83 Cast: Kate Winslet, Matthias Schoenaerts, Alan Rickman, Helen McCrory, Stanley Tucci

Director: Alan Rickman

Rating: R, for some sexuality and brief nudity

Running time: 117 minutes

To keep up with his majesty's ambitions, which are as lofty as they are vague, renowned royal gardener Andre Le Notre (Matthias Schoenaerts) engages the commoner Sabine De Barra (Kate Winslet), a widowed landscape architect, to create an outdoor ballroom complete with a fancy waterwork. Andre, aware that anything less than perfection might disturb the king and have serious repercussions, asks her whether she believes in "order." Her response, that she believes "a little chaos" ought to be introduced into the design, is interesting.

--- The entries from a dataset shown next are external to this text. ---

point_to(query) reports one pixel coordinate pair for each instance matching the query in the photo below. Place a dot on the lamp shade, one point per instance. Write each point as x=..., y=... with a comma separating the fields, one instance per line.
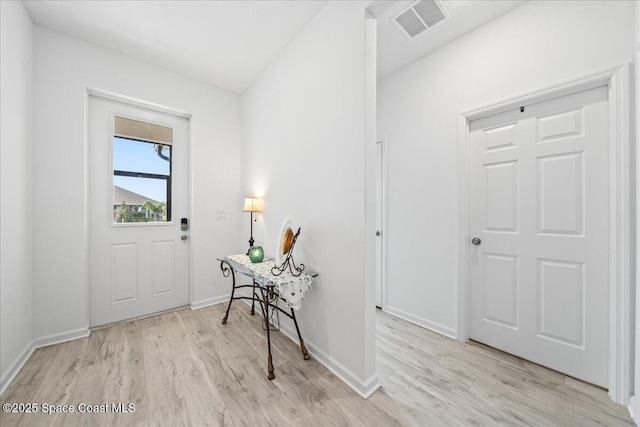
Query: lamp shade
x=252, y=204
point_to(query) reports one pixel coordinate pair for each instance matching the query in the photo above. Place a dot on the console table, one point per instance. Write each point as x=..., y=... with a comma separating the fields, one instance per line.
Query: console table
x=266, y=289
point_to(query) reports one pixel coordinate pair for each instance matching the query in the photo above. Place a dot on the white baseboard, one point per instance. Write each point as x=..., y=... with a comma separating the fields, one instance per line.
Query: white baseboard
x=364, y=388
x=416, y=320
x=9, y=375
x=61, y=337
x=209, y=301
x=27, y=351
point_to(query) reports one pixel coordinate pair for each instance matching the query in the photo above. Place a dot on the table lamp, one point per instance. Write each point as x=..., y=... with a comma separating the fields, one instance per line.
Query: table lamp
x=252, y=204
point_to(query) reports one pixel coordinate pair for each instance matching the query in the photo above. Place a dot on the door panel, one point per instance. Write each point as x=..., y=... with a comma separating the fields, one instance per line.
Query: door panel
x=538, y=202
x=138, y=192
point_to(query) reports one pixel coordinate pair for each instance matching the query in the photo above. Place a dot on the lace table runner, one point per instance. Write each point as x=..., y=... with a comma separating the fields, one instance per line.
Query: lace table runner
x=290, y=288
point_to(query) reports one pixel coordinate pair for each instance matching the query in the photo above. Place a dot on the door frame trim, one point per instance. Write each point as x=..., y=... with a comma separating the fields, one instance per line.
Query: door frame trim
x=383, y=224
x=138, y=103
x=620, y=305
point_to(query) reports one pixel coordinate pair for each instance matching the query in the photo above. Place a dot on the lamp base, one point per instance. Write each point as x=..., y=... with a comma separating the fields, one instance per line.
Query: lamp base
x=251, y=241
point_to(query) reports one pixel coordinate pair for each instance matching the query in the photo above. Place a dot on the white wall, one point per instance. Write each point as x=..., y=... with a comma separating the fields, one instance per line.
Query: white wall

So it's odd that A Little Chaos seems so rigidly corseted in its style and convention. There really isn't much attention paid to aesthetic questions about the tension between Apollonian and Dionysian elements in classical design or whatever. We understand that Sabine is a rebel who dares to derange Andre's careful design. At first he takes exception to her defiance, but it isn't long before he comes around, though the lack of chemistry between Winslet and Schoenaerts makes the machinations of Le Norte's jealous wife Francoise (Helen McCrory) -- a social climber who betrays her husband for sport -- seem like an overreaction.

It's not a terrible period romance, just an ordinary one. It's all very pretty, with some startling images of the mucky natural world as well as the king's geometrically tamed gardens. Still, it squanders the talents of its key players. (And Stanley Tucci, who shows up briefly as foppish Duke of Orleans.) An early scene in which Sabine mistakes the king -- who has ventured out without his wig -- for a gardener is played with tender, melancholy humor. Rickman the director would have been wise to give Louis a little more screen time.

Winslet comes off all right, but you have to feel for Schoenaerts, a Belgian who is superb as inarticulate meatheads in Bullhead and Rust and Bone and surprisingly charming as the kind and lovesick Gabriel Oak in Far From the Madding Crowd. Here he is required to play a 17th-century Frenchman with the sort of aristocratic British accent that has become de rigeur for a certain kind of upscale costume drama. It feels like he's trying to act through a layer of plastic wrap.

Finally, it probably ought to be noted that while the king and Andre are historical figures, Sabine is an invention -- a thoroughly modern, natural model with light makeup sent back in time to shame all those artificially painted up ladies at court.